Generative AI is good for more than just memes, it seems. MIT researchers are applying it to flag problems in complex systems like wind turbines.

A team at MIT’s Computer Science and Artificial Intelligence Lab developed a framework, called SigLLM, that includes a component to convert time-series data — measurements taken repeatedly over time — into text-based inputs a generative AI model can process. A user can feed these prepared data to the model and ask it to start identifying anomalies. The model can also be used to forecast future time-series data points as part of an anomaly-detection pipeline. 

The framework didn’t perform exceptionally well in the researchers’ experiments. But if its performance can be improved, SigLLM could, for example, help technicians flag potential problems in equipment like heavy machinery before they occur.

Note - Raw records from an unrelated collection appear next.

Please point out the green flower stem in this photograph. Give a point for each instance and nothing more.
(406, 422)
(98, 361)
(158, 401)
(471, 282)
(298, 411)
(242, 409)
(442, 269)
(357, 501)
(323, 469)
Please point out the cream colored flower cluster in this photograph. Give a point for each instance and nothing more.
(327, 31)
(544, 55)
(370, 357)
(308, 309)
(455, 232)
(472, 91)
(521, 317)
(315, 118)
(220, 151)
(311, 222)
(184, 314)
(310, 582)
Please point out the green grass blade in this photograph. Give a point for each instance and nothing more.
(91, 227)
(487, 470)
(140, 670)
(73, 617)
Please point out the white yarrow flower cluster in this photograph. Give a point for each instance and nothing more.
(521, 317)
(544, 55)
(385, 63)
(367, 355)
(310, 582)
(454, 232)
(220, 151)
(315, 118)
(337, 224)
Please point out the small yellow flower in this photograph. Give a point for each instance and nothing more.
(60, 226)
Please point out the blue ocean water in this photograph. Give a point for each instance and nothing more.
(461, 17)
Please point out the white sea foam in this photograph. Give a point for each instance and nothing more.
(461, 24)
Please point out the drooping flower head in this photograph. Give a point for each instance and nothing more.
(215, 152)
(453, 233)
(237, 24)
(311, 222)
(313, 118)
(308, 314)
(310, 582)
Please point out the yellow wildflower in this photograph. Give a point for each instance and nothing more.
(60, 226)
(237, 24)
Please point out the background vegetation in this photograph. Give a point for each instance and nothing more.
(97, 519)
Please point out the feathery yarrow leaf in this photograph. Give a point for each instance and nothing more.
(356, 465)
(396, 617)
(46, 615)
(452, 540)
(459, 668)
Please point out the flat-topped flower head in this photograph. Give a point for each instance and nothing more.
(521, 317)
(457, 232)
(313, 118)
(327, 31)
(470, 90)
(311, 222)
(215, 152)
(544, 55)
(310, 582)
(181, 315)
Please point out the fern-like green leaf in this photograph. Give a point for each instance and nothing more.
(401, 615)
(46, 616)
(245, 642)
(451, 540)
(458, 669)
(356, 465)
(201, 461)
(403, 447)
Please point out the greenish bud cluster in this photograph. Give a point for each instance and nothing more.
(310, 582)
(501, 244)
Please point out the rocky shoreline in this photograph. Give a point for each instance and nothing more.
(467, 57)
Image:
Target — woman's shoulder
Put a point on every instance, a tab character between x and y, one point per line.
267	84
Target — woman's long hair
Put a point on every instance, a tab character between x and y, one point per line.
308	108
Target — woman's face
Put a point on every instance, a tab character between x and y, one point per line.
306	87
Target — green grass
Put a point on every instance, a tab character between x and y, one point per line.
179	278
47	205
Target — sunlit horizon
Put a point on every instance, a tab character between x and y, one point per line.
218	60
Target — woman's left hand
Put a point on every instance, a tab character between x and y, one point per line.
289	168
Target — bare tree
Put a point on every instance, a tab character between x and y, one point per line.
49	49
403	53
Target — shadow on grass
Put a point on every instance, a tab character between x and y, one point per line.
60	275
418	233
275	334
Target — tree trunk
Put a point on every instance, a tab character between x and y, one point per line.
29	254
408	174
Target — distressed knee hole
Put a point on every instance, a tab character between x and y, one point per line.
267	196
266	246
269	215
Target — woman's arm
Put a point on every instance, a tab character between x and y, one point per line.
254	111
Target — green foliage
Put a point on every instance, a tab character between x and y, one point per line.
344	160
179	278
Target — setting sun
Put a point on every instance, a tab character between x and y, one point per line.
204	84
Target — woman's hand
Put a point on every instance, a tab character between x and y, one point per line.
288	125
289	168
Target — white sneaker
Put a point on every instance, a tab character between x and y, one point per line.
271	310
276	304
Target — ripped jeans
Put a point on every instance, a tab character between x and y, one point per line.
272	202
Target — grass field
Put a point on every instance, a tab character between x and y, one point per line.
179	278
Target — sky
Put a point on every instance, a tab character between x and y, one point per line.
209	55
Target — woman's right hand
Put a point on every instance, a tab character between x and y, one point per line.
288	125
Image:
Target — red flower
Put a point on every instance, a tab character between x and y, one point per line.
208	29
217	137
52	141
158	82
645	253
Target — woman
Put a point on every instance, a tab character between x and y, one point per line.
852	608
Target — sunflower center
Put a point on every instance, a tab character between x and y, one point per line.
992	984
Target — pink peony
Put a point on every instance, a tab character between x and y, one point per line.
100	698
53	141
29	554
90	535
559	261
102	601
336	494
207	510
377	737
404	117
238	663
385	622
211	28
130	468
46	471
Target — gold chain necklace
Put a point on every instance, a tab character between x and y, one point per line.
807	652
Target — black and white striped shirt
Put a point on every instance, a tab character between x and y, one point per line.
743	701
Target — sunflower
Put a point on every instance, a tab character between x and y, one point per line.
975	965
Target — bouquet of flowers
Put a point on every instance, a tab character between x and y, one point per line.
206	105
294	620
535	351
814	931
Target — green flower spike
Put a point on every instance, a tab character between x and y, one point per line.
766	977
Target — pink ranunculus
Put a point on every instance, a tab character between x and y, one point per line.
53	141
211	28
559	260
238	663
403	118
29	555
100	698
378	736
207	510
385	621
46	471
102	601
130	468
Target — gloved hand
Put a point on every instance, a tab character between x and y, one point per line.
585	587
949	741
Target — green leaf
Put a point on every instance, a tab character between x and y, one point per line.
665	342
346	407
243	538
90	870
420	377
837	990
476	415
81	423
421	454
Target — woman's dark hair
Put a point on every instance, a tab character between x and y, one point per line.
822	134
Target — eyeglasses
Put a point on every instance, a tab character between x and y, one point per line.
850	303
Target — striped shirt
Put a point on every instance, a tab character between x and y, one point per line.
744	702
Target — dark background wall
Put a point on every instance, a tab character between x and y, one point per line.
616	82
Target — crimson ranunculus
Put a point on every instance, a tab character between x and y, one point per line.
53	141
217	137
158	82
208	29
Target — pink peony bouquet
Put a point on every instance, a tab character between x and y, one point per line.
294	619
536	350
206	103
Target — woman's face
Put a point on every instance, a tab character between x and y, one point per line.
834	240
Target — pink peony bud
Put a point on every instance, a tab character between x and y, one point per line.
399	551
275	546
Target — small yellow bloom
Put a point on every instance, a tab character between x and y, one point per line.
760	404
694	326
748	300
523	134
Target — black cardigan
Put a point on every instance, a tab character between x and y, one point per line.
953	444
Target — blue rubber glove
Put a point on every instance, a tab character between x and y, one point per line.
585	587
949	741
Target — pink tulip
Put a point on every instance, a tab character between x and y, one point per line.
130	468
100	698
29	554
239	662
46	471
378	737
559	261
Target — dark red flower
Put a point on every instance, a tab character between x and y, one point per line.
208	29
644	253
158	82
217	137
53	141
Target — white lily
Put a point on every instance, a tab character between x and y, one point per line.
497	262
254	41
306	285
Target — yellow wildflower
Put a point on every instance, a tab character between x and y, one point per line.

“Since this is just the first iteration, we didn’t expect to get there from the first go, but these results show that there’s an opportunity here to leverage [generative AI models] for complex anomaly detection tasks,” Sarah Alnegheimish, an electrical engineering and computer science graduate student and lead author on a paper on SigLLM, said in a statement.

Grab bag

OpenAI upgraded ChatGPT, its AI-powered chatbot platform, to a new base model this month — but released no changelog (well, barely a changelog).

there’s a new GPT-4o model out in ChatGPT since last week. hope you all are enjoying it and check it out if you haven’t! we think you’ll like it 😃

— ChatGPT (@ChatGPTapp) August 12, 2024

So what to make of it? What can one make of it, exactly? There’s nothing to go on but anecdotal evidence from subjective tests.

I think Ethan Mollick, a professor at Wharton studying AI, innovation and startups, had the right take. It’s hard to write release notes for generative AI models because the models “feel” different in one interaction to the next; they’re largely vibes-based. At the same time, people use — and pay for — ChatGPT. Don’t they deserve to know what they’re getting into?

It could be the improvements are incremental, and OpenAI believes it’s unwise for competitive reasons to signal this. Less likely is the model relates somehow to OpenAI’s reported reasoning breakthroughs. Regardless, when it comes to AI, transparency should be a priority. There can’t be trust without it — and OpenAI has lost plenty of that already.